Characteristics and generation mechanisms of tremors across a mountain belt

We analyze ∼7000 tectonic tremors recorded between 2012 and 2022 across five clusters along Taiwan's mountain belt at depths of 30–50 km, providing new insights into slow fault slip within an active continental collision zone. All clusters occur above the Moho, exhibit thrust-dominant focal mechanisms, and are distinct from crustal seismicity. Tidal sensitivity varies spatially, with Clusters 2–5, located in zones of active collision and subduction termination, showing strong modulation (α = 0.53–0.75), while Cluster 1, situated in a post-collisional extensional environment near the Okinawa Trough, exhibits weaker sensitivity (α ≈ 0.3). These variations correlate with differences in tidal stress amplitude and tectonic regime.
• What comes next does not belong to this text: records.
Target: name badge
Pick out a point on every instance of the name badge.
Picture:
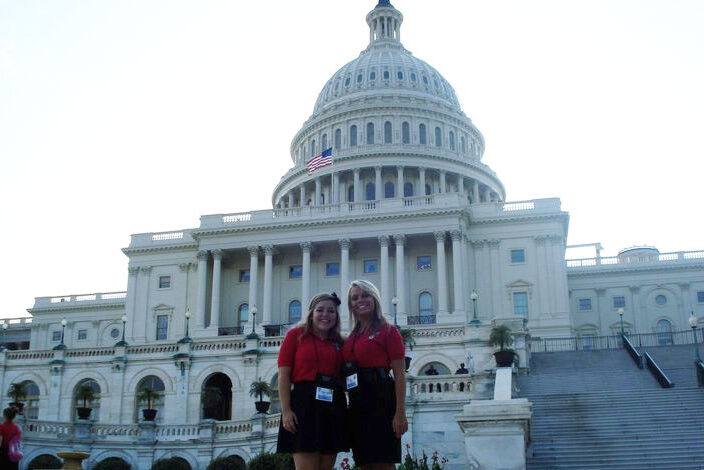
(351, 381)
(323, 394)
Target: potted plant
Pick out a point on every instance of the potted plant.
(260, 388)
(149, 395)
(18, 393)
(409, 341)
(85, 394)
(501, 336)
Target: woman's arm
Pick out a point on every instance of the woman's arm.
(288, 417)
(400, 423)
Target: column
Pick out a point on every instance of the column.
(442, 272)
(215, 296)
(305, 285)
(400, 241)
(378, 195)
(457, 277)
(253, 275)
(202, 286)
(268, 272)
(399, 181)
(344, 274)
(385, 294)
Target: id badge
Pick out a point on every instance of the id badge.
(323, 394)
(351, 381)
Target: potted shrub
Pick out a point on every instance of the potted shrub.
(409, 341)
(149, 395)
(501, 336)
(18, 393)
(85, 394)
(260, 388)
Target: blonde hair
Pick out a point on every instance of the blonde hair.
(370, 289)
(307, 324)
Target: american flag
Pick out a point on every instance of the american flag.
(322, 159)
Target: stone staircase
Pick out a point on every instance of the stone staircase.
(596, 410)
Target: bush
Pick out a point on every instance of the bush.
(173, 463)
(268, 461)
(45, 461)
(231, 462)
(112, 463)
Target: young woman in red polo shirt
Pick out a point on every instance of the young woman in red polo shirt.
(377, 413)
(313, 410)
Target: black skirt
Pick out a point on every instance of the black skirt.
(321, 425)
(370, 419)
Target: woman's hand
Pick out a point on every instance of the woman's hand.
(289, 420)
(400, 424)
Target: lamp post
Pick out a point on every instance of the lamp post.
(693, 323)
(474, 296)
(122, 342)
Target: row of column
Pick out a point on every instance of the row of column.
(345, 244)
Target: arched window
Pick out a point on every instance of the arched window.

Moment tensor inversions reveal consistent thrusting styles, but principal stress orientations vary with depth, with σ₁ rotating from vertical in the upper crust to horizontal at tremor depths. This supports a two-layer deformation model shaped by orogenic collapse and lower crustal convergence-parallel shear. Our findings demonstrate that tremor generation in Taiwan reflects evolving stress regimes, fluid-assisted weakening, and structural heterogeneity associated with the interplay of collision, subduction, and back-arc extension. Tremors thus serve as sensitive indicators of deep-seated tectonic processes in dynamically evolving mountain belts.